Ten things I’ve learned working for charities

  1. Free is never really free. A friend who helps you as a favour or a volunteer (great as they are) do not have the same accountability of paid professionals.
  2. You can get by with a lot less than you think you need to get by.
  3. People talk a lot about overpaid non-profit staff, but I rarely see anybody who works for a charity not put in way more hours, expertise, and energy than they are getting paid for.
  4. If you work for a charity, you should donate to that charity. Even just a little bit. Because ideally, it’s more than just a job. It matters.
  5. When you tell people you work for a charity (especially hunger relief or human services), they say “good for you” or “you are such a good person”. I love my work, and I believe it’s valuable, but ultimately if it didn’t make me happy personally, I would work in another sector.
  6. Optics are critical in the charitible sector. Hard to ask for money with top-of-the-line computers and expensive furniture in your office.
  7. The terms “charity” and “non-profit” make me think of a beggar, pulling their forelock…it certainly undersells the value and impact of this sector’s work.
  8. Working for a charity is often draining, as rewarding as it is. That may be why there is such a high turnover for fundraising professionals.
  9. Some people really know how to party!!
  10. There has to be a way to work in a field that makes a difference, and still get paid a respectable wage, right?

2 Comments

Filed under tenthingsivelearned, Uncategorized

2 responses to “Ten things I’ve learned working for charities

  1. Now if only the public servants could think in the same manner when it comes to spending our hard earned tax dollars we’d be all set.

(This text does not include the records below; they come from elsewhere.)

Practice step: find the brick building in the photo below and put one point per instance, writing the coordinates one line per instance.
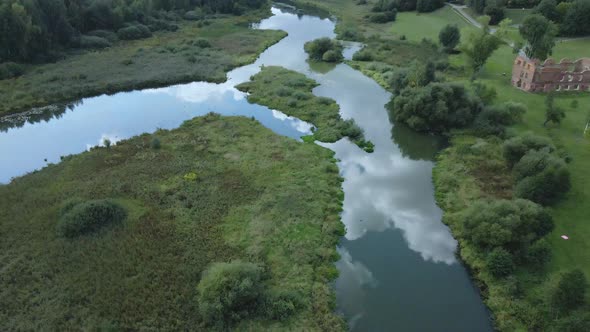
(533, 76)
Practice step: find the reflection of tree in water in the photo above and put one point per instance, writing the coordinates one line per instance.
(414, 145)
(36, 115)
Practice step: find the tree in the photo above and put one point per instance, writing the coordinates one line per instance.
(229, 292)
(515, 148)
(539, 34)
(479, 46)
(499, 263)
(510, 224)
(552, 113)
(570, 291)
(449, 37)
(548, 8)
(575, 21)
(436, 107)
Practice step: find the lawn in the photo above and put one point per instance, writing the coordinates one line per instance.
(196, 52)
(416, 26)
(214, 190)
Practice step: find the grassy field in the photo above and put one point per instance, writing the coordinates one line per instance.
(481, 173)
(164, 59)
(213, 190)
(290, 92)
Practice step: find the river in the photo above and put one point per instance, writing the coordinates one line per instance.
(398, 266)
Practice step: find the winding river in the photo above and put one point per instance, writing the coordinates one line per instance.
(398, 266)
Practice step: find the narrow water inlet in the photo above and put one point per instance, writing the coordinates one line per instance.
(398, 269)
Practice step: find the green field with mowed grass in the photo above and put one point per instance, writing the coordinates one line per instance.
(217, 189)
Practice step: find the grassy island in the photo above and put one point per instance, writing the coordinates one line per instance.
(218, 193)
(291, 93)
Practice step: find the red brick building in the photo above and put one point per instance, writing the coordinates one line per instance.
(534, 76)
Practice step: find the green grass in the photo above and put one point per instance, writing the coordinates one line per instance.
(164, 59)
(217, 189)
(416, 26)
(291, 93)
(517, 15)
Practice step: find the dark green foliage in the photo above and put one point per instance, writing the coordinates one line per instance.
(541, 177)
(570, 292)
(499, 263)
(437, 107)
(316, 49)
(427, 6)
(539, 34)
(494, 119)
(11, 70)
(94, 42)
(548, 8)
(449, 37)
(133, 32)
(575, 21)
(495, 12)
(88, 217)
(516, 147)
(510, 224)
(383, 17)
(229, 292)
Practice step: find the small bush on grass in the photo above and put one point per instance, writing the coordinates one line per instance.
(11, 70)
(229, 292)
(133, 32)
(82, 218)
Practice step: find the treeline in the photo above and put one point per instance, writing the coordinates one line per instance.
(37, 30)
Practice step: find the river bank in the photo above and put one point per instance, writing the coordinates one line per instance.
(195, 52)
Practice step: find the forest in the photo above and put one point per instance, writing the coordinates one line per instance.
(39, 31)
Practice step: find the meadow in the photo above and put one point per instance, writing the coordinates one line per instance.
(198, 51)
(216, 189)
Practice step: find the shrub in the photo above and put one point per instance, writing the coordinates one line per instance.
(449, 37)
(570, 291)
(318, 47)
(11, 70)
(133, 32)
(499, 263)
(332, 56)
(516, 147)
(94, 42)
(229, 292)
(384, 17)
(436, 108)
(89, 216)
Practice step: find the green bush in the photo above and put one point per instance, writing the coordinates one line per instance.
(133, 32)
(86, 217)
(94, 42)
(11, 70)
(499, 263)
(332, 56)
(318, 47)
(437, 107)
(515, 148)
(570, 292)
(229, 292)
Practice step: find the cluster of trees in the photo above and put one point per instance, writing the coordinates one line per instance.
(570, 16)
(324, 49)
(230, 292)
(34, 30)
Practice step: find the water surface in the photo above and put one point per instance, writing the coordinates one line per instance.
(398, 269)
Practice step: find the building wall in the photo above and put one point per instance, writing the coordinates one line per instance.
(531, 75)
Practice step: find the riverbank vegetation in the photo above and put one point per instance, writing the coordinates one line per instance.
(291, 93)
(200, 49)
(511, 183)
(149, 232)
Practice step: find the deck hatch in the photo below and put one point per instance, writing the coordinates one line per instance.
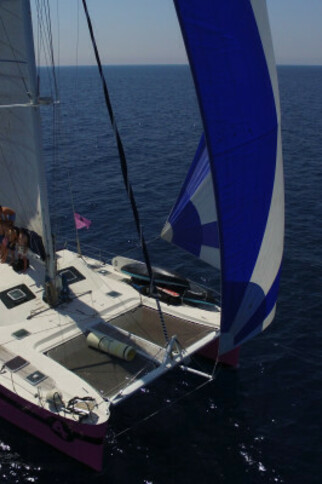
(113, 294)
(14, 296)
(71, 275)
(16, 363)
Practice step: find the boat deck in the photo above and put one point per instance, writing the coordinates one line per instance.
(142, 330)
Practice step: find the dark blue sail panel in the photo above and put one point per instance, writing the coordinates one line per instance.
(192, 223)
(238, 106)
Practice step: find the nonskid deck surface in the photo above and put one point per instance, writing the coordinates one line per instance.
(100, 299)
(141, 329)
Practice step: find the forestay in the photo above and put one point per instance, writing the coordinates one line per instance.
(231, 57)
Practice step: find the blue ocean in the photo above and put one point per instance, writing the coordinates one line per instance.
(260, 423)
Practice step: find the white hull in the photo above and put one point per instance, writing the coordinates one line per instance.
(43, 350)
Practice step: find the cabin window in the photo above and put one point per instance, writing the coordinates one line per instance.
(15, 296)
(21, 333)
(36, 377)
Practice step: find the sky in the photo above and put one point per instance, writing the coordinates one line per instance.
(147, 31)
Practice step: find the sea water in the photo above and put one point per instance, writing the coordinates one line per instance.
(259, 424)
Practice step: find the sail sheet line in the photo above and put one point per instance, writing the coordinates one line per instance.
(124, 169)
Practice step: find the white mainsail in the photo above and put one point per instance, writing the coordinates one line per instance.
(22, 178)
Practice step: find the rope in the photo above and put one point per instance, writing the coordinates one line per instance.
(124, 168)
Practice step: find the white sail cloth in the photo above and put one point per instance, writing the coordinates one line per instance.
(20, 146)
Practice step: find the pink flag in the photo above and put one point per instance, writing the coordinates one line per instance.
(81, 221)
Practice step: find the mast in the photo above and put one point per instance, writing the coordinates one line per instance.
(51, 281)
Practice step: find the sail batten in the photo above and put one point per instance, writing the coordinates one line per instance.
(231, 58)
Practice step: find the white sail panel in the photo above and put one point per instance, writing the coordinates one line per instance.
(192, 223)
(19, 118)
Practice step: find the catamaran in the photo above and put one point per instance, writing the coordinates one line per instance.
(77, 336)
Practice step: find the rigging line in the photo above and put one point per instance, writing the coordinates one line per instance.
(16, 60)
(124, 169)
(43, 41)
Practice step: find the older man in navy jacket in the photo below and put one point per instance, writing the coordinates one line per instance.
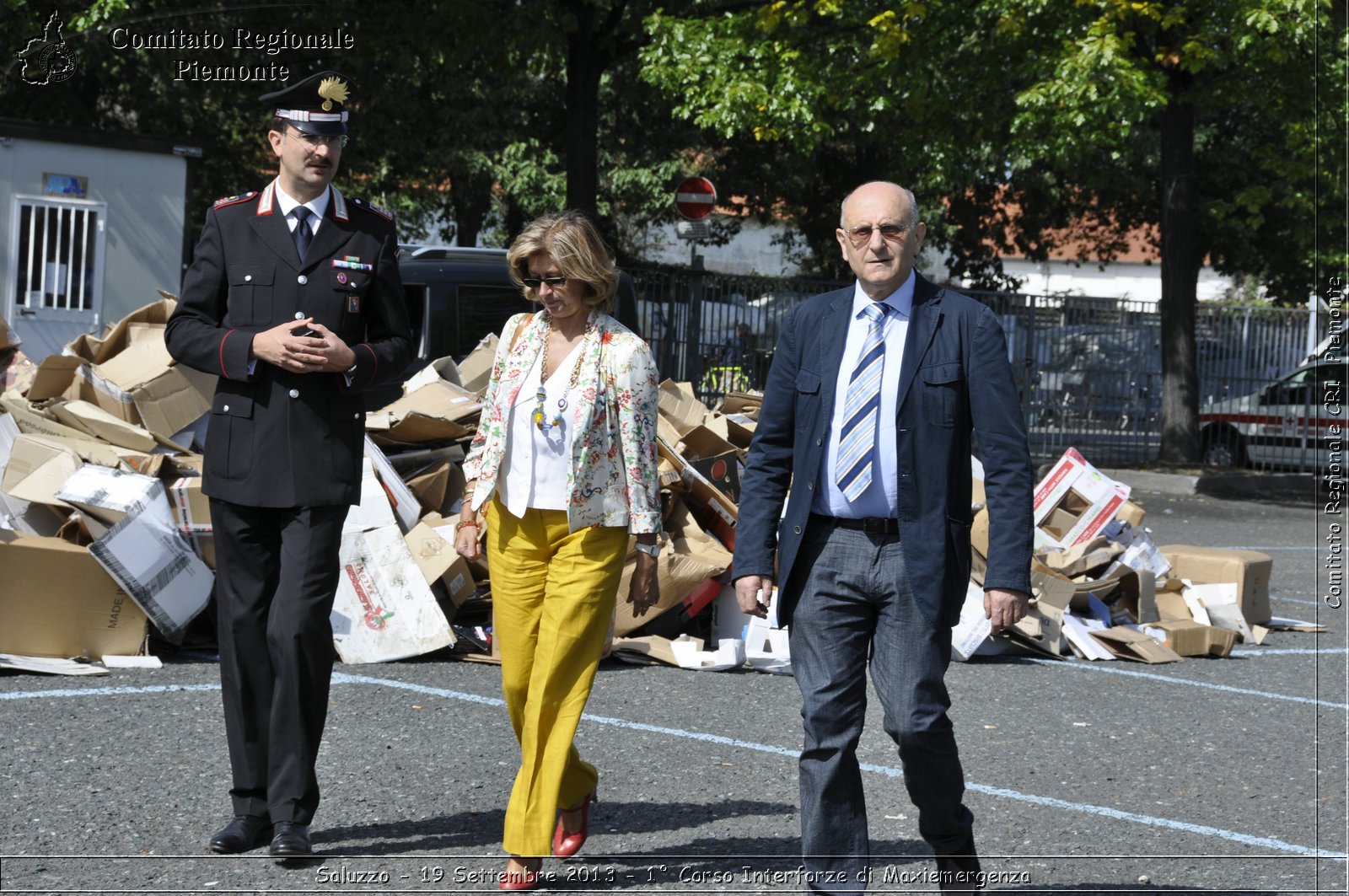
(865, 431)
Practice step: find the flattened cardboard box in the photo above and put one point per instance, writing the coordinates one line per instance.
(478, 368)
(680, 405)
(1193, 639)
(152, 561)
(57, 601)
(438, 410)
(1131, 644)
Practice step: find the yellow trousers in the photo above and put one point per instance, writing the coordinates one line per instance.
(553, 597)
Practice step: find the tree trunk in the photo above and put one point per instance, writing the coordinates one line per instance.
(582, 139)
(470, 200)
(1180, 283)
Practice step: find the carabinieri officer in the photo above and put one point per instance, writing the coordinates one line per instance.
(293, 298)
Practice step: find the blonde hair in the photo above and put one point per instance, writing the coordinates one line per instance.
(573, 243)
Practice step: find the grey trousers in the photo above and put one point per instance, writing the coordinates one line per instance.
(856, 609)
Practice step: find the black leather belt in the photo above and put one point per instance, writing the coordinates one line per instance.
(870, 525)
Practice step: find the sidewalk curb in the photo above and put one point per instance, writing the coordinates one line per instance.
(1220, 485)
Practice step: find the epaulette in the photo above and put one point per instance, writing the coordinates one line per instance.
(370, 207)
(235, 200)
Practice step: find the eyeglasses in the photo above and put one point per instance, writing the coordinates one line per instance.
(314, 141)
(535, 282)
(861, 235)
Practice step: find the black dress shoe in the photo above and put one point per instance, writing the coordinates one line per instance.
(290, 840)
(959, 875)
(242, 834)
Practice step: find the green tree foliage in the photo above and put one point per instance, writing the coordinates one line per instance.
(1089, 118)
(1214, 103)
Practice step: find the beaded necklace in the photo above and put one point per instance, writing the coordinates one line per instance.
(540, 415)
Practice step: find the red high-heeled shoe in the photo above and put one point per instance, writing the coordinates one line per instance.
(529, 878)
(567, 844)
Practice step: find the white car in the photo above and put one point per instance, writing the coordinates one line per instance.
(1282, 426)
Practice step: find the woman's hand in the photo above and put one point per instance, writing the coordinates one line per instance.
(645, 590)
(467, 537)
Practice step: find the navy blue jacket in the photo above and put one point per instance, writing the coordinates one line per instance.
(955, 379)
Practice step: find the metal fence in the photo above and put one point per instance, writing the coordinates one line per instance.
(1089, 370)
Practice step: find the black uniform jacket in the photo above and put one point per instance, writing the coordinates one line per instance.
(278, 439)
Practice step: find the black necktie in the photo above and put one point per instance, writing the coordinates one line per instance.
(303, 231)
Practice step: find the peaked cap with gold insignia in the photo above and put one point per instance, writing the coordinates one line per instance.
(314, 105)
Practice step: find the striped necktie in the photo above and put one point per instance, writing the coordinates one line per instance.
(863, 408)
(303, 231)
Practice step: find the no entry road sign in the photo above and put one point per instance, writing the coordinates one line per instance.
(695, 197)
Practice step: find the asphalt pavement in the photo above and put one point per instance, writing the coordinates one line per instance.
(1214, 776)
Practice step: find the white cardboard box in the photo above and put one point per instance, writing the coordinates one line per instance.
(1074, 502)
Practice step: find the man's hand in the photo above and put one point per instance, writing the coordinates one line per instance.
(320, 351)
(1004, 608)
(645, 590)
(755, 594)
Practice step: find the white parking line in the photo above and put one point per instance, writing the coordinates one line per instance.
(1169, 679)
(1153, 821)
(1290, 651)
(1204, 830)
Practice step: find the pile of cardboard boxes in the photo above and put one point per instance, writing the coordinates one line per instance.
(1105, 591)
(105, 536)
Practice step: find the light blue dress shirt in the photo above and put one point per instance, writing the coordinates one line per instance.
(880, 496)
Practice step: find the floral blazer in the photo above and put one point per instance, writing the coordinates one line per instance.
(611, 480)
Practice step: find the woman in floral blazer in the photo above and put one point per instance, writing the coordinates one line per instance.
(562, 469)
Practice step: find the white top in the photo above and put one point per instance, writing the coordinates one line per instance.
(880, 496)
(537, 463)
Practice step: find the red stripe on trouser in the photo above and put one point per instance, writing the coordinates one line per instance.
(553, 598)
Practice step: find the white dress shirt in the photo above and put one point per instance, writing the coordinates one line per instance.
(288, 204)
(537, 463)
(880, 496)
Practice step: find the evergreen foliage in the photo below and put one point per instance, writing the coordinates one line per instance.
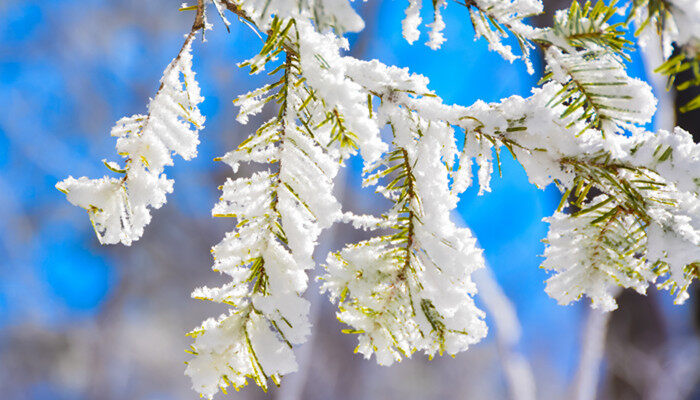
(629, 214)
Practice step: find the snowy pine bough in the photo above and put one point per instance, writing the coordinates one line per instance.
(629, 214)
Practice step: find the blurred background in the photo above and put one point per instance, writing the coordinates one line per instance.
(82, 321)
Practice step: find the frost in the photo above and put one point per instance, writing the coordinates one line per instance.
(120, 208)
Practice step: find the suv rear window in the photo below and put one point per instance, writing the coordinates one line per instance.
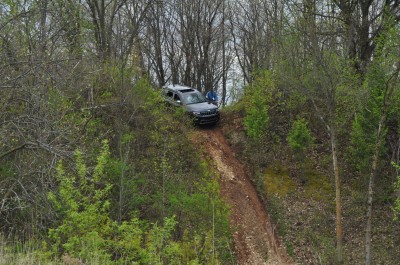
(186, 90)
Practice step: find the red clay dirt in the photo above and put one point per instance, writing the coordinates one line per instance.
(255, 239)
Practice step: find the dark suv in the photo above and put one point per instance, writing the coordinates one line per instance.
(202, 111)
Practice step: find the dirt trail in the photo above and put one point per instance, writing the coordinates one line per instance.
(254, 237)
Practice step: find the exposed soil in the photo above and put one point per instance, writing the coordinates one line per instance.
(255, 239)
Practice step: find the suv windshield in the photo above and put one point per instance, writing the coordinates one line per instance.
(193, 98)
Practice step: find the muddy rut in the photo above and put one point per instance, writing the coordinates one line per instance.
(255, 239)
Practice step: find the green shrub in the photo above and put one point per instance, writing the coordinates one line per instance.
(300, 137)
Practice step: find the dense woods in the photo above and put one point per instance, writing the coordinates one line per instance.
(94, 167)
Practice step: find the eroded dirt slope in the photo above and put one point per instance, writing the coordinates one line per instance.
(255, 239)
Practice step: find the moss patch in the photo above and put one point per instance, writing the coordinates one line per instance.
(318, 186)
(278, 182)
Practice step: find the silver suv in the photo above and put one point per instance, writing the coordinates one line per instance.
(202, 111)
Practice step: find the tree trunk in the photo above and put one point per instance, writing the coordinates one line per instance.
(368, 232)
(339, 230)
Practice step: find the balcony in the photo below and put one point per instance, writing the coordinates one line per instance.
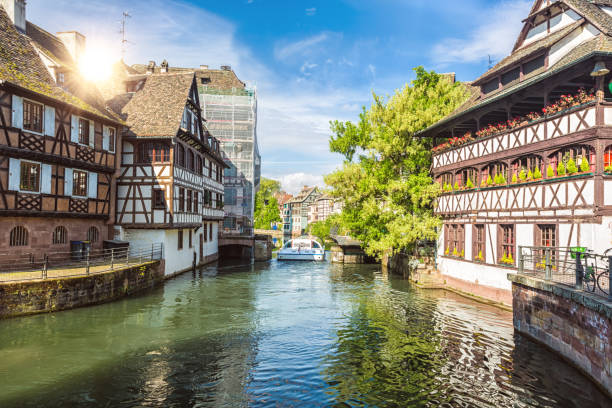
(564, 123)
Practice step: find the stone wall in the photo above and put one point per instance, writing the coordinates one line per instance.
(25, 298)
(575, 324)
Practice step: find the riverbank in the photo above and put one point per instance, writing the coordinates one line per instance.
(64, 293)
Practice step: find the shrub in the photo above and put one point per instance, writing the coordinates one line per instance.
(537, 174)
(571, 166)
(585, 167)
(561, 169)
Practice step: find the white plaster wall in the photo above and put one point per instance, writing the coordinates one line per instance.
(486, 275)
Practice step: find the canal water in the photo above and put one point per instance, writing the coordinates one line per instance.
(283, 334)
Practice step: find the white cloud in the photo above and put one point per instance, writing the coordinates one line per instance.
(301, 47)
(293, 183)
(495, 36)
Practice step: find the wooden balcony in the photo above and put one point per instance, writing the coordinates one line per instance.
(493, 147)
(577, 196)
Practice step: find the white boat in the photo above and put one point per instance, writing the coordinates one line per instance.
(302, 249)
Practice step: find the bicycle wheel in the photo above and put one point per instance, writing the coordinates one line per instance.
(603, 283)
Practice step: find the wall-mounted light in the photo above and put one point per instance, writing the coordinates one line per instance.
(600, 69)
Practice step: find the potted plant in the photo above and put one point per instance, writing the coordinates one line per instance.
(585, 167)
(571, 167)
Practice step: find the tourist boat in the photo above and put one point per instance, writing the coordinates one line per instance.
(302, 249)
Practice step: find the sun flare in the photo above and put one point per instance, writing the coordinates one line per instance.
(96, 64)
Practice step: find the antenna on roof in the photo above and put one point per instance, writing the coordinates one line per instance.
(491, 62)
(124, 40)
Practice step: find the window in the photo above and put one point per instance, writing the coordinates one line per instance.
(93, 234)
(79, 183)
(32, 116)
(159, 201)
(506, 243)
(511, 76)
(111, 139)
(60, 235)
(181, 199)
(546, 235)
(454, 237)
(84, 131)
(18, 236)
(534, 64)
(490, 86)
(479, 245)
(608, 159)
(154, 153)
(30, 177)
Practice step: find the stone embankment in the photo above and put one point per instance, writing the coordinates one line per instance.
(575, 324)
(51, 295)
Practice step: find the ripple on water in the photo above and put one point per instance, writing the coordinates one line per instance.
(283, 334)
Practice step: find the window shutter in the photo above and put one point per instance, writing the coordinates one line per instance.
(92, 134)
(105, 138)
(92, 185)
(45, 179)
(50, 121)
(67, 182)
(17, 120)
(74, 129)
(14, 174)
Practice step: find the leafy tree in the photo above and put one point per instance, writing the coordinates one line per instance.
(266, 205)
(385, 181)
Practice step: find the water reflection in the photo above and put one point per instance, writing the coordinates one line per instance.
(283, 334)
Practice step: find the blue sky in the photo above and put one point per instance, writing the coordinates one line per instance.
(312, 61)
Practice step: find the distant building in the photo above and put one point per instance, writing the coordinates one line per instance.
(299, 209)
(323, 207)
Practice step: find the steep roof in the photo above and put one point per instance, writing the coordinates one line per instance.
(219, 78)
(157, 109)
(600, 45)
(21, 65)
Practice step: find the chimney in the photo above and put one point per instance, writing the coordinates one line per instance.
(151, 67)
(74, 43)
(16, 12)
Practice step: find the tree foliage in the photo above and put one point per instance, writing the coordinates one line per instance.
(266, 205)
(385, 180)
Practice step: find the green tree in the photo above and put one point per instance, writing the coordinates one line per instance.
(385, 181)
(266, 205)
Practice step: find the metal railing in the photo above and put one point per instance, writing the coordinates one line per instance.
(42, 266)
(575, 267)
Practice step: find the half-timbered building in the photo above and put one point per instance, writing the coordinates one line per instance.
(57, 141)
(170, 184)
(528, 159)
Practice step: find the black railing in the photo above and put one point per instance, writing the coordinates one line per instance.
(576, 267)
(28, 267)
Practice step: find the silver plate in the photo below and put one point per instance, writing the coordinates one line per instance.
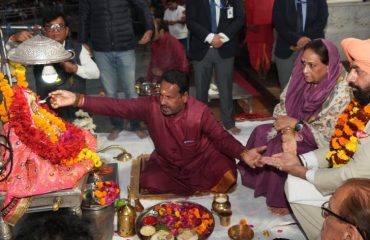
(40, 50)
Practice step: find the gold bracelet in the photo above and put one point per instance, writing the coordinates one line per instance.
(245, 151)
(287, 130)
(81, 101)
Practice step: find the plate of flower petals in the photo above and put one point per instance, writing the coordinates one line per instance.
(175, 220)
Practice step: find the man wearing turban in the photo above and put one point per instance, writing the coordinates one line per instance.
(314, 176)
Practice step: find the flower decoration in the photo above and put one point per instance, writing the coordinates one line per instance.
(349, 128)
(176, 215)
(106, 192)
(40, 129)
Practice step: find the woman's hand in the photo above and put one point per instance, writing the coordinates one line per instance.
(289, 142)
(286, 162)
(62, 98)
(284, 122)
(253, 156)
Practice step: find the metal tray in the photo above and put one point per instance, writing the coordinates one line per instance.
(152, 211)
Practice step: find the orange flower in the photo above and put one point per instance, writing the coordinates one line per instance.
(343, 142)
(338, 132)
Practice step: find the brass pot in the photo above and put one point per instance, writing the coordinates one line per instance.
(221, 204)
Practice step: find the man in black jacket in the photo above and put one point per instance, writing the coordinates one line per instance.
(108, 26)
(214, 26)
(296, 22)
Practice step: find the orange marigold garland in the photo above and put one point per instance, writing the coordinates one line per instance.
(68, 144)
(350, 124)
(45, 134)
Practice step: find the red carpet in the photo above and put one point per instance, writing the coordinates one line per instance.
(242, 82)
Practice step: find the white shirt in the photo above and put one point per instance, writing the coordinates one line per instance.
(178, 30)
(311, 163)
(210, 36)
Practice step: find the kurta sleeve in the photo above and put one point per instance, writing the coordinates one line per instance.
(220, 138)
(137, 108)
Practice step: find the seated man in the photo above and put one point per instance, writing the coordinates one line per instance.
(71, 74)
(193, 152)
(347, 214)
(325, 169)
(167, 53)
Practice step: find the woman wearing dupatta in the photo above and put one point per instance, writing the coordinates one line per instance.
(304, 119)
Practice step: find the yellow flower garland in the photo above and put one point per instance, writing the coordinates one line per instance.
(343, 143)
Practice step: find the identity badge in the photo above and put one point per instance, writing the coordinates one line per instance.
(230, 12)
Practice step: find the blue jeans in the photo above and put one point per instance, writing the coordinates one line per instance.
(118, 68)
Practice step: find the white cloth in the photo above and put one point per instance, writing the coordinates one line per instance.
(300, 191)
(178, 30)
(243, 202)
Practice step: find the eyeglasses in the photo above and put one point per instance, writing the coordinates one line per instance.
(55, 27)
(326, 212)
(310, 65)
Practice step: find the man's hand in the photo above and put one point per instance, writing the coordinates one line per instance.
(69, 67)
(253, 156)
(146, 37)
(62, 98)
(303, 41)
(286, 162)
(216, 41)
(284, 122)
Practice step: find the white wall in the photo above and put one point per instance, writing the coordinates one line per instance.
(350, 19)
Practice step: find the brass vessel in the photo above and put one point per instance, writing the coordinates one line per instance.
(126, 216)
(222, 207)
(240, 232)
(122, 157)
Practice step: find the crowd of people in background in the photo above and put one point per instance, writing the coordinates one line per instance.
(206, 38)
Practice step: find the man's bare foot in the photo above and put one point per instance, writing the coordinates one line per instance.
(279, 211)
(234, 130)
(141, 133)
(113, 135)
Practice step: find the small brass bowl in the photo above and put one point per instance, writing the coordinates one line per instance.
(240, 232)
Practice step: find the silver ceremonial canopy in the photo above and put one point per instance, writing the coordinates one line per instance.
(39, 50)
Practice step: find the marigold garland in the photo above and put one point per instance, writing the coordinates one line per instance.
(343, 143)
(43, 132)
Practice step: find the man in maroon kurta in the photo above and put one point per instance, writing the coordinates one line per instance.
(166, 53)
(192, 152)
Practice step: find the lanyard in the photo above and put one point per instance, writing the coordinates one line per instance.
(221, 6)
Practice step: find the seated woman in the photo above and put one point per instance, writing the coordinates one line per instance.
(309, 106)
(40, 152)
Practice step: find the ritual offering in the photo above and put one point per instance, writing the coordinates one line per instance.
(240, 232)
(41, 153)
(175, 220)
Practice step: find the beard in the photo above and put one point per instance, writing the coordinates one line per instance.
(362, 95)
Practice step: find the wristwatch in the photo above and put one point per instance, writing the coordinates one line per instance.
(299, 126)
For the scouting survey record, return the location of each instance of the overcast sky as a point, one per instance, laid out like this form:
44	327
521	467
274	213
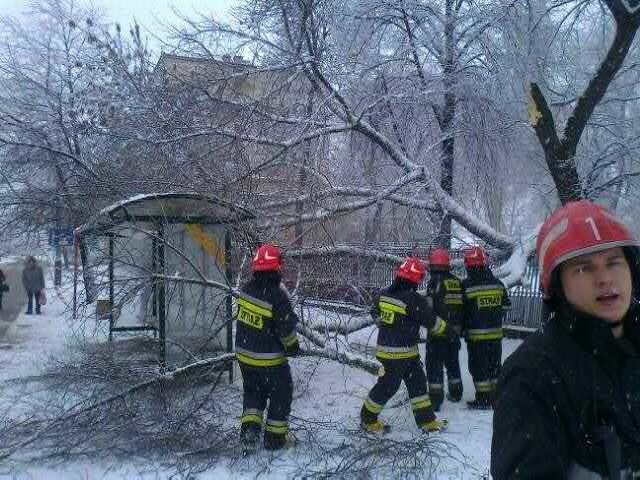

I’m not calling all of them irresponsible, but just having a perspective shift might help change the public perception.

    • All I know is, I like having paved roads, public transit, accessible health care, good public schools, and social assistance for people in need. When those things work properly, it’s a wonder to behold! Unfortunately, a lot of the time personal interests and misguided beliefs get in the way of the public good. I wish public servants understood what “public servant” actually means.